Obviously, there was food. A lot of it. But while most people who hear the word vegan think, “Oh, that hippie weirdo doesn’t eat meat” — which is easy to do because all diets and cuisines are powerful symbols of who we are, where we come from, and what we believe in — where VegFest excels is in reminding people that there’s a lot more to veganism than what you put on your plate. There was literally something for everyone, demonstrated best by the varied backgrounds of the festival’s main stage speakers.

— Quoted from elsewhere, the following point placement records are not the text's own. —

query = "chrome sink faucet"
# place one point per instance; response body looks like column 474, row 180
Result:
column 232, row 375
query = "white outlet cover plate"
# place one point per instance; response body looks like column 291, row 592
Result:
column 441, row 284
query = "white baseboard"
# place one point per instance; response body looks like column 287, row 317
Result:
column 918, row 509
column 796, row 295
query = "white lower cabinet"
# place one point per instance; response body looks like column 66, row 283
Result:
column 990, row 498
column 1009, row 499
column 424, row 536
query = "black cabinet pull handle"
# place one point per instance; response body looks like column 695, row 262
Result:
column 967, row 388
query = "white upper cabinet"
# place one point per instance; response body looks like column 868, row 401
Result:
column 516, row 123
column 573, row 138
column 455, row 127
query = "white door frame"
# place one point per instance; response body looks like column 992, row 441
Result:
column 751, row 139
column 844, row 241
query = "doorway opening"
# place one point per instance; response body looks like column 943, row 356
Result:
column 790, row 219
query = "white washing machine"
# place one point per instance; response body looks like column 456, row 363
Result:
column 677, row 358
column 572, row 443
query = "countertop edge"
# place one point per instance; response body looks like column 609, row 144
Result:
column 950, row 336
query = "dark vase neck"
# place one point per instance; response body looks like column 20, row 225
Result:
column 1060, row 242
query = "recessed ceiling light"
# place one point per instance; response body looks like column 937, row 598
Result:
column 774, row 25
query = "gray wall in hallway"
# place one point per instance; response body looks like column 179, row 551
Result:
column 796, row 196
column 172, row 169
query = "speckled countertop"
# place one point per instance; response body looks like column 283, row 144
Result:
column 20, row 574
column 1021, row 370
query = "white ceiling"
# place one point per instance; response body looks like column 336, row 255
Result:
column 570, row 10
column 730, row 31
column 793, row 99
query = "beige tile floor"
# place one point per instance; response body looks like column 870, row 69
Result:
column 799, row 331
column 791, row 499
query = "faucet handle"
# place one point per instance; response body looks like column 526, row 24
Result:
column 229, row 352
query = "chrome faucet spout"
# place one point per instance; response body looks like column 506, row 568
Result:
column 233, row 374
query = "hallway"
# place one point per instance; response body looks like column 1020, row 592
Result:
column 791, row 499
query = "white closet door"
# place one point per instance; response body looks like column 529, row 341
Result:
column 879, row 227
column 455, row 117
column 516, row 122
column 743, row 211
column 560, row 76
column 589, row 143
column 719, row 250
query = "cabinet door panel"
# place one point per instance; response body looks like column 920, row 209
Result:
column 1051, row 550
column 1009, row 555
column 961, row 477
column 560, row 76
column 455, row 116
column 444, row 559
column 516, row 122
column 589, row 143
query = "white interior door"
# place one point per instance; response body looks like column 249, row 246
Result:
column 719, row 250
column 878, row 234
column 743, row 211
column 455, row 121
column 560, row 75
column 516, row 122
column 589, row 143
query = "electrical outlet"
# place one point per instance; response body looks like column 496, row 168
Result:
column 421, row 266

Take someone like Robin Quivers, the personable and dynamic co-host of the long-running Howard Stern Show, for example, who comes at it from the perspective of health. Diagnosed with a rogue’s gallery of illnesses, most notably endometrial cancer, she attributed her speedy recovery to a vegan diet in a rousing afternoon speech. Dr. Betty Smith, an ultra-marathoner who also spoke, attributes her athletic successes to veganism, with her vaguely salt-and-pepper mane belying her age: 73-years-old.
For vegan chef and cookbook author Bryant Terry, veganism is empowerment. The wide-ranging remarks he delivered before his cooking demo could have come out of a locovore’s manifesto: advocating growing your own food and touching on the innovative Black Panthers free school breakfast program. Washington Post Food editor Joe Yonan — who very publicly “came out” as vegetarian in an editorial published in March 2013 — wants to refocus vegetarianism as the “presence of vegetables over the absence of meat.”

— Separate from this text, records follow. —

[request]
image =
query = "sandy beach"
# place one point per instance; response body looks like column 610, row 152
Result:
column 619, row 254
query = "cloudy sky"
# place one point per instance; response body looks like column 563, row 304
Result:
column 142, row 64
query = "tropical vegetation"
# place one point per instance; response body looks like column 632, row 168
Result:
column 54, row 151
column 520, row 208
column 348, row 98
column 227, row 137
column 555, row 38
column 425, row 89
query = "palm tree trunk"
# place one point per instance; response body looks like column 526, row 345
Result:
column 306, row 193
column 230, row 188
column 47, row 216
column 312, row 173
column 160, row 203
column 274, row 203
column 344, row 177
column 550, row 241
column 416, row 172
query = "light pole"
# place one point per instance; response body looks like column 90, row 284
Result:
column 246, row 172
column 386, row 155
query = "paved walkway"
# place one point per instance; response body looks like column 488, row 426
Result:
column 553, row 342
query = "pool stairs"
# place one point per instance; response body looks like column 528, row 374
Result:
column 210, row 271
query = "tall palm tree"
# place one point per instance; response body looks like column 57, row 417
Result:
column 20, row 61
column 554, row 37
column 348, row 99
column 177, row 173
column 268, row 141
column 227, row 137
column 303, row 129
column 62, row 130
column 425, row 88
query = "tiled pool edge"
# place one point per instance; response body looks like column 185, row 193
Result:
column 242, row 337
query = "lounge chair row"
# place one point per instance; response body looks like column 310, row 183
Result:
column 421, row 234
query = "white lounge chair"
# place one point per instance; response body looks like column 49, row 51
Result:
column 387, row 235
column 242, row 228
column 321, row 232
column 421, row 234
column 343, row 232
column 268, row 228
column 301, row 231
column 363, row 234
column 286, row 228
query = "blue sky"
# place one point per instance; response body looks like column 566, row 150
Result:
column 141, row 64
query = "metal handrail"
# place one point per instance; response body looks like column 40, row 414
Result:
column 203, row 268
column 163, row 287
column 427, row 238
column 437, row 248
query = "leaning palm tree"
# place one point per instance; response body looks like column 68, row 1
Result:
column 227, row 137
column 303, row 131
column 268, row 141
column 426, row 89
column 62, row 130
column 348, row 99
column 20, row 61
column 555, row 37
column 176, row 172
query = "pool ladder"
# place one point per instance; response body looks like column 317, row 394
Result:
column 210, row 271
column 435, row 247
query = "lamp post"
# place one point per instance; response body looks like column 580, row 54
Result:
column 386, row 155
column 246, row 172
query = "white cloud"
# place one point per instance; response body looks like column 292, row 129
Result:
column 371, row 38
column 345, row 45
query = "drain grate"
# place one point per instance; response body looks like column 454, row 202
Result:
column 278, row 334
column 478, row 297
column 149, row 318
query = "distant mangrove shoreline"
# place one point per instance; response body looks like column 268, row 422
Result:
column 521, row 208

But the food. From raw (Khepra Raw Food Juice Bar), to soul food (Everlasting Life, Sweet and Natural, and Woodland’s Vegan Bistro), to sushi (Vegetable Garden), to cafe favorites (Randy Radish, DC’s first — but not only — vegan food truck), the local vendors showed the best of what DC has to please plant-based eaters. My best bite goes to the tacos served up by up-and-coming woman-owned vegan catering company Stefwiches, who served two delicious types of tacos, one Mexican-inspired with beer-braised Beyond Meat chick’n, the other bahn mi-inspired with roasted tofu and sriracha mayo.
Popular veg-friendly eatery Busboys and Poets showed off an item from their new fall menu: vegan sliders, featuring a housemade soy-based patty, vegan chipotle mayo, caramelized red onions, and a specially made vegan brioche bun, ideally washed down with an ice-cold hops-brewed kombucha (beer-bucha?) from either Barefoot Bucha or Craft Kombucha, both offering their potables at the event.
[Vegan slider from Busboys and Poets]
But, the clear crowd favorite was Bethlehem, Pennsylvania’s Vegan Treats Bakery. People waited in line for an hour-plus to get their hands on cannoli, whoopie pies, sticky buns, and chicken and waffle doughnuts(!), just to name a few.
It was a day of delicious food and food for thought at DC VegFest. And this writer is already counting down the days until next year’s event.